The triple layer coating was twice the thickness of the single layer nickel coating (Table 2). The triple layer coating frequently produces better protection than the single layer coating due to the increased thickness and also because of the overlapping layers. The triple layer coating will failure if an aligned damage occur in these three layers.

The electrochemical results are shown in Figure 4 and Figure 5. It is possible to see that the demagnetized sample (OMF) presented a typical active state behavior with the values of OCP falling during the first 1000 s of exposure to the solution. After this period, the sample surface stabilized and reached the stable potential of −0.78 V/SCE at the end of the 10,600 s (Figure 4).

The anodic potentiodynamic polarization curve (APPC) showed an increase of the current density indicating a sample active-state behavior during the scanning within the tested potential range (Figure 5).

The cathodic potentiodynamic polarization curve (CPPC) presented constant values of current densities between 10 − 5 A/cm² and 10 − 4.5 A/cm² within the potential range from −0.85 V/ECS to −1.10 V/ECS. This can be ascribed to the reduction of dissolved oxygen at the metal/electrolyte interface. From −1.10 V/ECS to −1.30 V/ECS, the current densities increased due to H3O⁺ (H⁺) ions reduction generating H₂ gas (Figure 5).

The samples were analyzed by SEM-FEG after both anodic and cathodic polatizations. The images are presented in Figure 6.

It is possible to see that the surface of the sample suffered strong intergranular corrosion after APPC. After the CPPC, the surface was roughened due to the period of exposure to the solution during the OCP monitoring which preceded the cathodic polarization.

The images of the samples before and after the salt spray tests are presented in Table 3 (magnetized samples) and Table 4 (OMF demagnetized samples).

The three magnetized samples suffered a slight superficial attack in the first 24 h of exposure. On the second day, there was one localized corrosion point on sample 2. After 72 h, two samples presented localized corrosion (samples 2 and 3) and sample 1 presented only spots on its surface, Table 3.

The three demagnetized samples suffered localized corrosion in the first 24 h of exposure. Although they were already corroded, the samples were kept in the chamber to verify whether other corrosion points might appear, but no more points occurred.

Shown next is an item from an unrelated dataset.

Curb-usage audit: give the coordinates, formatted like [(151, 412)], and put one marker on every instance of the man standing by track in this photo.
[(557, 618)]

One of the magnetized samples was demagnetized (OMF) and cut transversely for SEM-FEG analyses of the cross section after salt spray tests (Figure 7).

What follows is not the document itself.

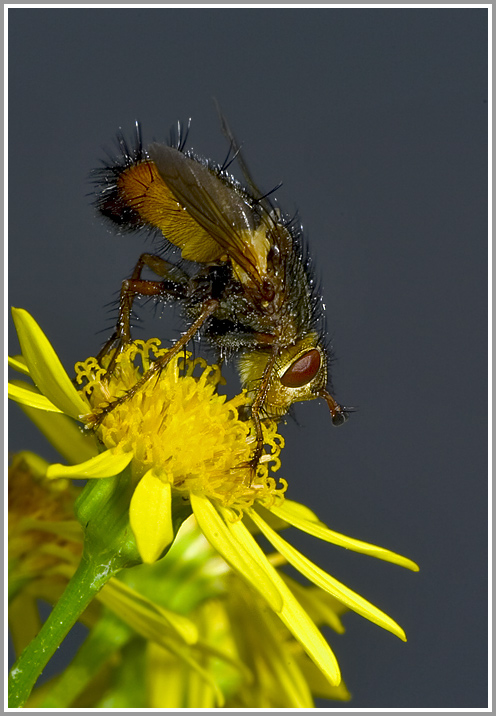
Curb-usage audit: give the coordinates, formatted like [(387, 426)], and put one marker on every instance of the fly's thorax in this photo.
[(299, 373)]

Salt spray test made a damage on the substrate through discontinuities of the nickel coating triple layer. This corrosion occurred between the grains of the magnetic alloy in the rich RE phase, Figure 7.

Although the SEM images show intergranular corrosion, the ferromagnetic phase (iron-rich phase) must have also been corroded because it was possible to see red corrosion products on the samples after the immersion tests, Table 3 and Table 4.

Multilayer coatings aim at offering a great substrate protection because they present low probability of a substrate exposure. For the substrate corrosion to occur, the coating discontinuities of each coating layer must be aligned to expose the substrate [9] . During the salt spray tests, not all the samples suffered localized

corrosion, others were superficially stained. This fact is justified by the mentioned intrinsic characteristic of the multilayer nickel coating.